“Was there a war?” Jake asked.
“Even better,” the gunslinger said and pitched the last smoldering ember of his cigarette away. “There was a revolution. We won every battle, and lost the war. No one won the war, unless maybe it was the scavengers. There must have been rich pickings for years after.”
“I wish I’d lived there,” Jake said wistfully.
“It was another world,” the gunslinger said. “Time to turn in.”
The boy, now only a dim shadow, turned on his side and curled up with the blanket tossed loosely over him. The gunslinger sat sentinel over him for perhaps an hour after, thinking his long, sober thoughts. Such meditation was a new thing for him, novel, sweet in a melancholy sort of way, but still utterly without practical value: there was no solution to the problem of Jake other than the one the Oracle had offered – and that was simply not possible.

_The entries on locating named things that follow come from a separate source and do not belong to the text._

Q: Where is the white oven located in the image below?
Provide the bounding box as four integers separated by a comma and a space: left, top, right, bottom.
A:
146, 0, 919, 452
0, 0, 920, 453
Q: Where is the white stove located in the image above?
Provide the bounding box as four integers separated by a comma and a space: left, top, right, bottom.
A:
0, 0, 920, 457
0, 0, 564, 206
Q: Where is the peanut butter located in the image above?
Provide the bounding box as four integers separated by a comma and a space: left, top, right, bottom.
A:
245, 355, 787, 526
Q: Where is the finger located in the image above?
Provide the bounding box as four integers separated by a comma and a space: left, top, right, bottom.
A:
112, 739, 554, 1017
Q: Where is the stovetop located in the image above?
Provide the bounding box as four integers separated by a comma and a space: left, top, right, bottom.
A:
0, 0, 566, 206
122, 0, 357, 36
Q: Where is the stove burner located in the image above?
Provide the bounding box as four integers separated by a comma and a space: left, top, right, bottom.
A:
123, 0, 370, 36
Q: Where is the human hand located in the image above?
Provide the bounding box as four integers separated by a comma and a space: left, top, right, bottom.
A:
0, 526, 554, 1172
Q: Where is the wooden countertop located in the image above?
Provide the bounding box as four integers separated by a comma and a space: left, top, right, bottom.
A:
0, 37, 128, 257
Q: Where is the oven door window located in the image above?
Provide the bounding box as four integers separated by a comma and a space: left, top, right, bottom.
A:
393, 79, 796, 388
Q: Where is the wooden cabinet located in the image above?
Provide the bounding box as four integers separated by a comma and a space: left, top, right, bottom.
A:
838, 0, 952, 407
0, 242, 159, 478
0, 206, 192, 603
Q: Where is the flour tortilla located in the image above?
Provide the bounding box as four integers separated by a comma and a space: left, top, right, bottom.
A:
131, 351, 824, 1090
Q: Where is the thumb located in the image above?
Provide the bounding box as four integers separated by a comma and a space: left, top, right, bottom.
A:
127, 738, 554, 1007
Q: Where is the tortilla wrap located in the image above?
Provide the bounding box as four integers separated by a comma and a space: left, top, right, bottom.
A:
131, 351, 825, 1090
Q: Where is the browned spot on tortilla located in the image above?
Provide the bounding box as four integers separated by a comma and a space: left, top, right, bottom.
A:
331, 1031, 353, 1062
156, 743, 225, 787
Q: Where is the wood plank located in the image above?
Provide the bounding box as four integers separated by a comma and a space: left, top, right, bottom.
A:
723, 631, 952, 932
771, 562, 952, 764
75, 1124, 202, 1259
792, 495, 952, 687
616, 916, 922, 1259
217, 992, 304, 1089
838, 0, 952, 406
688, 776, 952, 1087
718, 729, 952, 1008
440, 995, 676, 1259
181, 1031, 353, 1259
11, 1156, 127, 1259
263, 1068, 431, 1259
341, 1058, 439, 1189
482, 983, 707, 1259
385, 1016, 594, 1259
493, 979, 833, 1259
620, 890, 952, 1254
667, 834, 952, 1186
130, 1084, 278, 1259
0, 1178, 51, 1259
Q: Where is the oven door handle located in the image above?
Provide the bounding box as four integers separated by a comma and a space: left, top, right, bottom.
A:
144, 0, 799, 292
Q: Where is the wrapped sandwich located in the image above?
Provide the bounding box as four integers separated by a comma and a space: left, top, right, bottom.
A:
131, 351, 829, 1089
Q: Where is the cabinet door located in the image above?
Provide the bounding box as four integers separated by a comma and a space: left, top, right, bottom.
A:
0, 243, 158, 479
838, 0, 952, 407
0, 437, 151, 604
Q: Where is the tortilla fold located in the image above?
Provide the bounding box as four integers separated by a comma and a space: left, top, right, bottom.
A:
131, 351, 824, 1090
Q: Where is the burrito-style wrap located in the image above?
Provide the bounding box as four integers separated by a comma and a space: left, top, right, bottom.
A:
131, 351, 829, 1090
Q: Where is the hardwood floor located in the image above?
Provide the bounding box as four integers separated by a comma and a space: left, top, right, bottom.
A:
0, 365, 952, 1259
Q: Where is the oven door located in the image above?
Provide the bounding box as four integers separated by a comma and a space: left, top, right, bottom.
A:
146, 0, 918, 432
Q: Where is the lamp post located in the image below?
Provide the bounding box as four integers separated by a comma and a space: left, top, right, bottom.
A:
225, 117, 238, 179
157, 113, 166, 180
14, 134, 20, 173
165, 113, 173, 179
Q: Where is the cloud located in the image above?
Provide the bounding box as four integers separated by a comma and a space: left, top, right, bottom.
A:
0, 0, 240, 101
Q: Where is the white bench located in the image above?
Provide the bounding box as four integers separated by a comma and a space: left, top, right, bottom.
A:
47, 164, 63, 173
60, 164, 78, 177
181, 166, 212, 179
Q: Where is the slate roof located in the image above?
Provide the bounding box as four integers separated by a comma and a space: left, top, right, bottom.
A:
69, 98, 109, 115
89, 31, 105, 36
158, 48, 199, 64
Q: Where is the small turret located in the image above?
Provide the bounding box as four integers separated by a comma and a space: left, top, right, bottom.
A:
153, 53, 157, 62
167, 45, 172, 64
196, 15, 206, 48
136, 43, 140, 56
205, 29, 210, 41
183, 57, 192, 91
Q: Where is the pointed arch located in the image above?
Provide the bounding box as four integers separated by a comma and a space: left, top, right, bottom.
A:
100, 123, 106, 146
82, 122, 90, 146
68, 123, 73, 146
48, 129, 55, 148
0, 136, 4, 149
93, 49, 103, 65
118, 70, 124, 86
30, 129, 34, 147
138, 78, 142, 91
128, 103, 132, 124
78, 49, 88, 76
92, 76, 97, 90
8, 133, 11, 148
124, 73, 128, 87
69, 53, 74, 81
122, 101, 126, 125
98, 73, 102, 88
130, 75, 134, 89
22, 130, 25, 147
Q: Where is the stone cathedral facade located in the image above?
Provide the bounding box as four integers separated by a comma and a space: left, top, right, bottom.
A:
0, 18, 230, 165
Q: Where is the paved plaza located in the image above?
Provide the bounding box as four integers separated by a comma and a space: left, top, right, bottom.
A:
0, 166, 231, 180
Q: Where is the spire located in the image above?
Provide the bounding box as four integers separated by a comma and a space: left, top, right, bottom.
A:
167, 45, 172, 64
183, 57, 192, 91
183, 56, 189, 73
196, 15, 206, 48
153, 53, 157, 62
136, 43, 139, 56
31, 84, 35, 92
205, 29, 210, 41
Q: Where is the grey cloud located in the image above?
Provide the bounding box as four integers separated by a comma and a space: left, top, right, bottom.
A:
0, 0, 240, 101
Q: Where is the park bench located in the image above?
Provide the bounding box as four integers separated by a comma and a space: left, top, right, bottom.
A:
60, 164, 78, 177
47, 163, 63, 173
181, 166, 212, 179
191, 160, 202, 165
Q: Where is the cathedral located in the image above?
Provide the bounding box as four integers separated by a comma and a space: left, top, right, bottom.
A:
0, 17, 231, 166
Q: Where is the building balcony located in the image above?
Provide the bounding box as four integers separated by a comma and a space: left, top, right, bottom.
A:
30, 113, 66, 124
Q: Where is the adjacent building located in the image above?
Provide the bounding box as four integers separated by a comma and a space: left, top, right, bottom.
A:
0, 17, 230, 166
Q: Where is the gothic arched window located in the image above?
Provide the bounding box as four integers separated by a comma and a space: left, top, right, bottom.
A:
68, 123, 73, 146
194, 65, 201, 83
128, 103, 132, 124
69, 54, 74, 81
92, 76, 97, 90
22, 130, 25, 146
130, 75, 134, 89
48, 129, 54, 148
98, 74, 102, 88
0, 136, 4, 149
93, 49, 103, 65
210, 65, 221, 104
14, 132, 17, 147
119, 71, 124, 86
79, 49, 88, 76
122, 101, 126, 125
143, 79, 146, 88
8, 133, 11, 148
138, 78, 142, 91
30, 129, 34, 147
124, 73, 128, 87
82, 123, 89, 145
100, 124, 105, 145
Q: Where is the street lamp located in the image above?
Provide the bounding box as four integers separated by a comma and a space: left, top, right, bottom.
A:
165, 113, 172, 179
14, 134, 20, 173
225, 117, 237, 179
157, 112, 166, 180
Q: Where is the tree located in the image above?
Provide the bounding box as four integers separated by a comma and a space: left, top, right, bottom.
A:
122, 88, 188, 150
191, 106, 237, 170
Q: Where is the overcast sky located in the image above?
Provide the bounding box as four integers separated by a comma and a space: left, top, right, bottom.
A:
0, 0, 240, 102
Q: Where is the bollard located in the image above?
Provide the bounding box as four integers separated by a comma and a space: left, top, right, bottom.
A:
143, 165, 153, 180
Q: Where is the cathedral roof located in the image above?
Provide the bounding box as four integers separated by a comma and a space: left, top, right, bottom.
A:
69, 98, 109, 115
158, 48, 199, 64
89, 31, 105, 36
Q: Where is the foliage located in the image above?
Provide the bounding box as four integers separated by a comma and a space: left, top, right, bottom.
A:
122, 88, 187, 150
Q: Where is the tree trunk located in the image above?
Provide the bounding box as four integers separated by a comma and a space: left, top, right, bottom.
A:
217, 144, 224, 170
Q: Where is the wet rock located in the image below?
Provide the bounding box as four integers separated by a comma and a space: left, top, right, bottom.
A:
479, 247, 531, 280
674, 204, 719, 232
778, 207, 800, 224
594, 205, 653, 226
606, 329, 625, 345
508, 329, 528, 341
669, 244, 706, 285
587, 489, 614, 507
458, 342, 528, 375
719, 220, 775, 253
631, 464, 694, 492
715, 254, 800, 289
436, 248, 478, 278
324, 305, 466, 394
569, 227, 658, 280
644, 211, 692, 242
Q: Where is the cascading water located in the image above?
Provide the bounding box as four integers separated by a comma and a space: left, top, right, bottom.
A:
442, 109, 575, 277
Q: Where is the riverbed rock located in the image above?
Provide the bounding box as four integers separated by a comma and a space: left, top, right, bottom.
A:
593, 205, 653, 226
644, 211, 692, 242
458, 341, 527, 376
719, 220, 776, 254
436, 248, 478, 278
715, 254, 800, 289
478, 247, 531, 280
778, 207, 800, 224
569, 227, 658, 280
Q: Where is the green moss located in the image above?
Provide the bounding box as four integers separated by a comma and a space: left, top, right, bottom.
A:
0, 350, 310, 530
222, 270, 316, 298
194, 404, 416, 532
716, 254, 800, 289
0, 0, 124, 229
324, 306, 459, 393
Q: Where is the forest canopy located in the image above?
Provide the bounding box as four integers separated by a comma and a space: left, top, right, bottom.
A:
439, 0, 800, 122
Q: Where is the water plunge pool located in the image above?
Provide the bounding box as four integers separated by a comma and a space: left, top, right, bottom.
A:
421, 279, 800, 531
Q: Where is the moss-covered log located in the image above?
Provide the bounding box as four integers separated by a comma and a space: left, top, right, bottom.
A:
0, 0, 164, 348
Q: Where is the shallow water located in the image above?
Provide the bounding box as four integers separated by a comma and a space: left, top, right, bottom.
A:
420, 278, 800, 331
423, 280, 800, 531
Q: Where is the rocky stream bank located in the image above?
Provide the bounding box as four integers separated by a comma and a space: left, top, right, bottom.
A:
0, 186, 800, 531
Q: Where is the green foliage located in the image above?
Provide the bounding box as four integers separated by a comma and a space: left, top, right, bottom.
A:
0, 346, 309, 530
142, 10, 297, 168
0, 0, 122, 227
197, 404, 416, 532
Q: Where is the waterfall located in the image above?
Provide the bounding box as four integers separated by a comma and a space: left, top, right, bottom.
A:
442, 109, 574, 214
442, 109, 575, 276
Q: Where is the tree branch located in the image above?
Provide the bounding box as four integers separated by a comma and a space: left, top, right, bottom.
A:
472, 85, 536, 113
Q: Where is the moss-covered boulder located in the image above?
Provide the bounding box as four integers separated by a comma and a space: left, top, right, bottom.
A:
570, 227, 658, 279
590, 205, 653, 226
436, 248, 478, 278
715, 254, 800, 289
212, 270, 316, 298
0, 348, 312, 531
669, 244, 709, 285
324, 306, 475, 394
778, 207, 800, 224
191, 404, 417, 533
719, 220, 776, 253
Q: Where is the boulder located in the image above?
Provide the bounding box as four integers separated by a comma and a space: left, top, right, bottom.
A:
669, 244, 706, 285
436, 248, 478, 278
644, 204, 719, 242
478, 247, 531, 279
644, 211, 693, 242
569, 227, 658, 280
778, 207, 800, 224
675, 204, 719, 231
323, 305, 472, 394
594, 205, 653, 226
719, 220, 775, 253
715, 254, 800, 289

There might have been tragedy in the situation, but the gunslinger did not see that; he saw only the predestination that had always been there. And finally, his more natural character reasserted itself and he slept deeply, with no dreams.
The climb became grimmer on the following day as they continued to angle toward the narrow V of the pass through the mountains. The gunslinger pushed slowly, still with no sense of hurry. The dead stone beneath their feet left no trace of the man in black, but the gunslinger knew he had been this way before them – and not only from the path of his climb as he and Jake had observed him, tiny and bug-like, from the foothills. His aroma was printed on every cold downdraft of air. It was an oily, sardonic odor, as bitter. to his nose as the aroma of devil-grass.
Jake’s hair had grown much longer, and it curled slightly at the base of his sunburned neck. He climbed tough, moving with sure-footedness and no apparent acrophobia
as they crossed gaps or scaled their way up ledged facings. Twice already he had gone up in places the gunslinger could not have managed. Jake had anchored one of the ropes so that the gunslinger could climb up hand over hand.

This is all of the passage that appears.